Hunting Down an Intermittent Failure in Cilium

The story behind how our team diagnosed, identified, and help resolve a rather tricky intermittent bug.

James McShane
Director of Engineering Services
Teaching my kids Kubernetes with Phippy and Zee

Published on April 27, 2022


Table of Contents

Introduction

Developing applications for distributed systems can be extremely challenging. Errors can be introduced in many parts of the network stack across multiple machines in different availability zones or regions. Kubernetes often serves to amplify some of these challenges, but can also provide us with good tooling for collecting needed information across multiple machines. This is the story of one such error.

The application here is a straightforward use case of pulling a large set of data from Amazon S3 using Apache Arrow. This client is developing a large Python data processing application against S3, using the library PyArrow and its FileSystem interface. This allows standard file operations to be run directly against parquet data in a bucket. This library has a high upfront cost when initializing the filesystem, as it makes a number of upfront requests that grow as the number of objects in the bucket increase.

The development team started reporting some odd error messages coming from PyArrow, that boiled down to the simple message AWS error: [Code 12]. This error was introduced as we rolled out Cilium Layer 7 Protocol policies to that environment, so we had to diagnose why these new policies could create an issue, and what this mysterious Code 12 meant.

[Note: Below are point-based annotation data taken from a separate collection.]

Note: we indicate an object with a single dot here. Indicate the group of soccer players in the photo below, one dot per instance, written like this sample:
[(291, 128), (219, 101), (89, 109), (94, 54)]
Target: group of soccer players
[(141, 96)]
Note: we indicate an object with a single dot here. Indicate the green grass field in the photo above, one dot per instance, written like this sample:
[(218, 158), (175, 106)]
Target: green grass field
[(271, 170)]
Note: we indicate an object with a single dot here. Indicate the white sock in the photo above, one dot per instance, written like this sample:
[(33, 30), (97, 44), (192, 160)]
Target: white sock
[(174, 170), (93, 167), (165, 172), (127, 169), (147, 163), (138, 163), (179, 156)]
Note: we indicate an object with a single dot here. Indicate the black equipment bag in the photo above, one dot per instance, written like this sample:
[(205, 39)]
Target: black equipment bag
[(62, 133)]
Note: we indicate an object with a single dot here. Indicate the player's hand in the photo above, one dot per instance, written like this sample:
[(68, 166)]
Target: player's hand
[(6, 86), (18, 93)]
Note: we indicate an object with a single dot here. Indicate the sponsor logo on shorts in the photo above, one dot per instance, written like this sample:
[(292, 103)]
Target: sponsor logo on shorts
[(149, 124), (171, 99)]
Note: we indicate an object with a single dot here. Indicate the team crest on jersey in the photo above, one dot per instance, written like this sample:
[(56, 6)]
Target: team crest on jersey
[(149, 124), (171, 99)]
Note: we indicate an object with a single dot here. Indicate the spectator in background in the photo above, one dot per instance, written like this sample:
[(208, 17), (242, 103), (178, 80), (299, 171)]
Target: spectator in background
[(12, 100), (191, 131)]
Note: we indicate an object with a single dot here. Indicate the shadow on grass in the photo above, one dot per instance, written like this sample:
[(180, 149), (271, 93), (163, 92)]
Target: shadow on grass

Debugging in Kubernetes Environments

When working in a Kubernetes environment, it can often be difficult to track down where a request failure is being introduced. This is why gathering data across the entire system, using frameworks like OpenTelemetry, has gained such traction as Kubernetes usage has grown. In this situation, we had to first figure out the path of the request that was failing.

on-host-network-flow

In this case, the cilium-agent compiles eBPF programs into the Linux kernel to route matching network packets from the host to the Envoy proxy for Layer 7 evaluation. Cilium provides a custom build of Envoy, which compiles in a set of Envoy filters built by the Cilium project. This is a standard pattern for applications that build on top of Envoy, Istio does the same thing with its fork of Envoy.

With continued testing, it is clear that this error only occurs when the Layer 7 filtering is enabled, so we have to find where the error is occurring within this path. Let’s start with the source and destination. Looking at the PyArrow documentation and Github issues didn’t yield much. The error Code 12 was being output from the AWS library in use, but we couldn’t find additional context within this source. Requests are failing, but not in the Arrow internals.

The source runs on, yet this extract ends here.